Sometimes they arise only as a result of a digestive problem.
Only rarely do the mild cramps represent a medical emergency, but if the pain is severe and persistent, you need to see a doctor.

The muscles and ligaments that hold the uterus are stretched and stretched in all directions during pregnancy.
This can sometimes cause cramps.
There may be mild or severe pain.
They can be felt particularly clearly during a rapid movement, such as:

  • Stand up
  • Cough
  • Sneeze.

That’s nothing to worry about. Some women have cramps when they perform gymnastic exercises and the already tense muscles and ligaments are additionally stressed.
If the cramps occur during the exercises, one should listen to his body, stop and rest for a while.

Cramps can also be a sign of paying better attention to nutrition.
Poor digestion can cause cramps.
Too much or wrong food can trigger stomach cramps. Also, constipation causes extremely painful cramps.
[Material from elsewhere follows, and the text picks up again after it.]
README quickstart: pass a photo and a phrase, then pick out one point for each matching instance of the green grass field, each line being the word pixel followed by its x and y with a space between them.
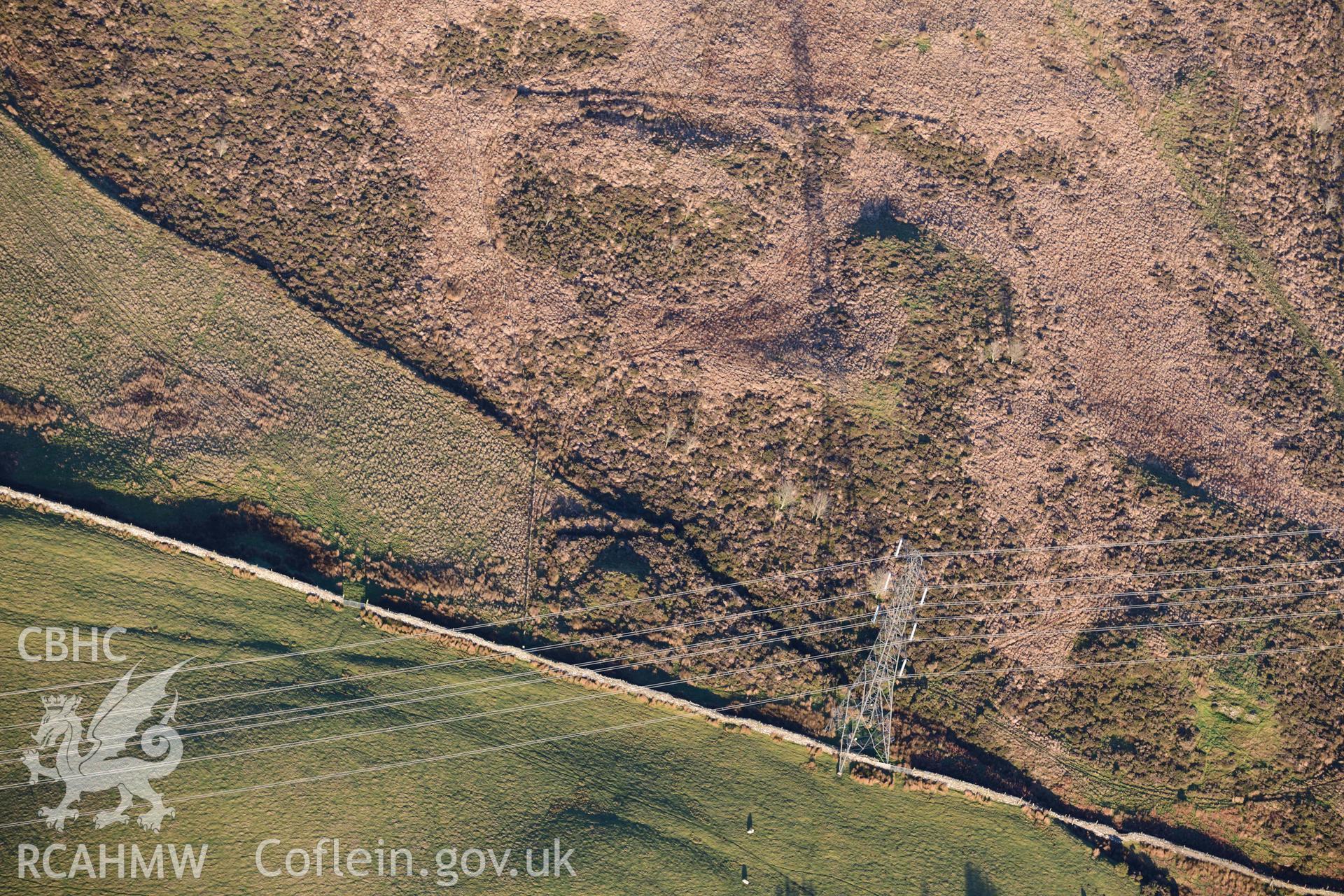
pixel 657 809
pixel 174 375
Cramps at the beginning of pregnancy

The fertilized egg attaches itself to the uterine wall (in the first week of pregnancy).
At the moment when the egg “implants”, cramps may be felt; this is quite normal and nothing to worry about.

Sometimes the cramps are an alarm signal that should not be ignored.
There are three situations that can cause cramps:

  • Miscarriage. About 20% of pregnancies end in miscarriage within the first three months. (A miscarriage occurs when the embryo has not developed sufficiently to survive outside the uterus).
    Severe cramping in the first three months of pregnancy (often along with vaginal bleeding) may indicate problems.
  • Ectopic pregnancyIf the fertilized egg implants outside the uterine cavity, it is not able to survive and causes severe abdominal pain and bleeding.
    The cramps occur in the first weeks of pregnancy.
  • Premature birthEvery year, hundreds of thousands of children are born before the 9th month.

A premature birth can be recognized by various signs, including abdominal cramps.

Is it normal to feel cramps a few days after giving birth?
Yes. Many women have abdominal pain and cramps that get worse when breastfeeding.
They are provoked by the contractions of the uterus, which is trying to regain its original size. The cramps can last up to a week after birth.

Cramps when running

Sometimes you want to lie down on the bed after an aerobic workout because of the abdominal cramps in embryonic position.
However, you don’t have to stop running for fear of the pain.

Food and drink
You can prevent abdominal cramps if nothing is eaten 2 to 4 hours before training.
Dehydration (dehydration) can also cause cramps; you should drink before, during and after training.

Treatment of muscles
Strengthening the muscles through exercises such as abdominal presses (crunches) can prevent cramps during training.
If cramps occur, it is necessary to take a break and take a deep breath.